When Barnes and Noble announced their second offering to the First Look Book Club I was ecstatic. Just reading the brief descriptions of the novel and its author made me excited to receive a copy of this book. When it arrived, I found that it even smelled good. The novel matched the smell and that is always a brilliant combination. B&N certainly picked a winner to follow up The Monsters of Templeton by Lauren Groff.

The House of Riverton tells the story of Grace, a 90-year-old woman who is jolted back to the memories of her past service to the household of Lord Ashbury when she receives a letter from a woman making a film about the tragedy that happened there in her youth. Grace may be elderly, but she is a sharp and insightful woman. Her story is entertaining and somewhat sad. The fate of the Ashbury family dramatically impacts her life in so many ways; but, her personal sacrifices, like her service itself, were left seemingly unnoticed until it was too late. Still, Grace regrets nothing except that which hurt her daughter. Woven within the story of her youth is the story of her own family.
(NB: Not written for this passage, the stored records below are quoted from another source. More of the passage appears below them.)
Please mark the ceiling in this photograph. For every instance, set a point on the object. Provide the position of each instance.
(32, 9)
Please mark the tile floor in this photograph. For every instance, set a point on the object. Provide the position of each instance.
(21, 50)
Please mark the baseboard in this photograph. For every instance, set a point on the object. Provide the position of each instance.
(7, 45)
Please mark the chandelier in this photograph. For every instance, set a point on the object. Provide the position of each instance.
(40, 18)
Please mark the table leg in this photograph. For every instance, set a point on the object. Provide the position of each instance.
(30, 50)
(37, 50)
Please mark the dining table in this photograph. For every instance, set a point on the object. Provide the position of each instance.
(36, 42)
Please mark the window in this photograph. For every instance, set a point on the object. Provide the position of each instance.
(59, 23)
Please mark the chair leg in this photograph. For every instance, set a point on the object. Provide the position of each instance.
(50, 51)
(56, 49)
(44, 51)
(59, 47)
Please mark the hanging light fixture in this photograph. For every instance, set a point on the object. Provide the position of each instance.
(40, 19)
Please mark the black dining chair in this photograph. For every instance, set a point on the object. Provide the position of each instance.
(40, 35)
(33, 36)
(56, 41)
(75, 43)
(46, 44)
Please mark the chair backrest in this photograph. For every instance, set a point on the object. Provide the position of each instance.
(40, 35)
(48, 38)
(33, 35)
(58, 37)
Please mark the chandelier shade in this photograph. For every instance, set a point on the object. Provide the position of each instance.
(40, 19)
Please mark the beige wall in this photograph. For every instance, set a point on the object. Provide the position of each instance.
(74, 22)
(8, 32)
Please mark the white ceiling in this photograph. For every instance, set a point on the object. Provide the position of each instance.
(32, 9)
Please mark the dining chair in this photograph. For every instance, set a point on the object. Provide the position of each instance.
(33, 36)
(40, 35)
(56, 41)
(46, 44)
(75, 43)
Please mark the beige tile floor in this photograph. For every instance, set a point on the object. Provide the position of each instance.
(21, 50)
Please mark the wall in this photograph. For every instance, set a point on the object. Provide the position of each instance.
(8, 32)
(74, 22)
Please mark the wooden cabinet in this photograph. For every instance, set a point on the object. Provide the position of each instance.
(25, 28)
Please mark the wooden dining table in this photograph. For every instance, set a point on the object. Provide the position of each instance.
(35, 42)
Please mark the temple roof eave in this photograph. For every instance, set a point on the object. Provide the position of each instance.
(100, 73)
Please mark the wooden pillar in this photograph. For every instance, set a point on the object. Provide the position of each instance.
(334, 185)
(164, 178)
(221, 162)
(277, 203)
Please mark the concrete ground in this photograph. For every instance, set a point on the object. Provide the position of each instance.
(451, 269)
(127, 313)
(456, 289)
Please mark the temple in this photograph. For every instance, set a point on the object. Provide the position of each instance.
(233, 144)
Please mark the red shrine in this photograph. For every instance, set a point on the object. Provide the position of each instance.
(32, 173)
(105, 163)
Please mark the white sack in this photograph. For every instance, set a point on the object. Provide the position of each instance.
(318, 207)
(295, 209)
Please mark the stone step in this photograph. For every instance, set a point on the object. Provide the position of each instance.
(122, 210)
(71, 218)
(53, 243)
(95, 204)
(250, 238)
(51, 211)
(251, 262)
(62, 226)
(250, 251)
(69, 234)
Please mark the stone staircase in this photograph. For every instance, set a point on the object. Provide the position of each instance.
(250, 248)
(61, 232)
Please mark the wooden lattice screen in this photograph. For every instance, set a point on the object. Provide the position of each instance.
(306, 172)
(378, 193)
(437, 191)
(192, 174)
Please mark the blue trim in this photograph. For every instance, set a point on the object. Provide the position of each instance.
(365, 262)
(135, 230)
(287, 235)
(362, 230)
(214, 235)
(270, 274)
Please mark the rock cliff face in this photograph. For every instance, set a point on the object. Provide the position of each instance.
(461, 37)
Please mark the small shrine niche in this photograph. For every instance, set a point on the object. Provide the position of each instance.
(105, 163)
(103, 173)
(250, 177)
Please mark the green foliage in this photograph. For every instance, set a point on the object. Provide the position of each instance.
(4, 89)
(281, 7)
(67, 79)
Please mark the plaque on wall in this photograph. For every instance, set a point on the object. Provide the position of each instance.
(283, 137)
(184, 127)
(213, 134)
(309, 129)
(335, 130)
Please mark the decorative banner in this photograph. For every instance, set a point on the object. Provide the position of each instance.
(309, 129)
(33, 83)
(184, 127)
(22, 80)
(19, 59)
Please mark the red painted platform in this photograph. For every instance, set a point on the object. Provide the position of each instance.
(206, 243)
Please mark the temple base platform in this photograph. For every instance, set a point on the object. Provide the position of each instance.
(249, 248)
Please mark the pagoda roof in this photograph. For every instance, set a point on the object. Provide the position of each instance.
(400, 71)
Part of what makes this novel so poignant is that she retells the story of her life at Riverton and the truth of what happened the night of the poet’s suicide as a love letter to her grandson.

Although this novel has widespread appeal, it will be most especially enjoyed by those who enjoy reading about Edwardian England and about the lives of those who served British aristocracy. As much as I loved The Remains of the Day, there was little warmth within it. The people at Riverton, both upstairs and downstairs, live as their status dictated, but they are very human and complex. What makes this novel so special and delightful is its heart.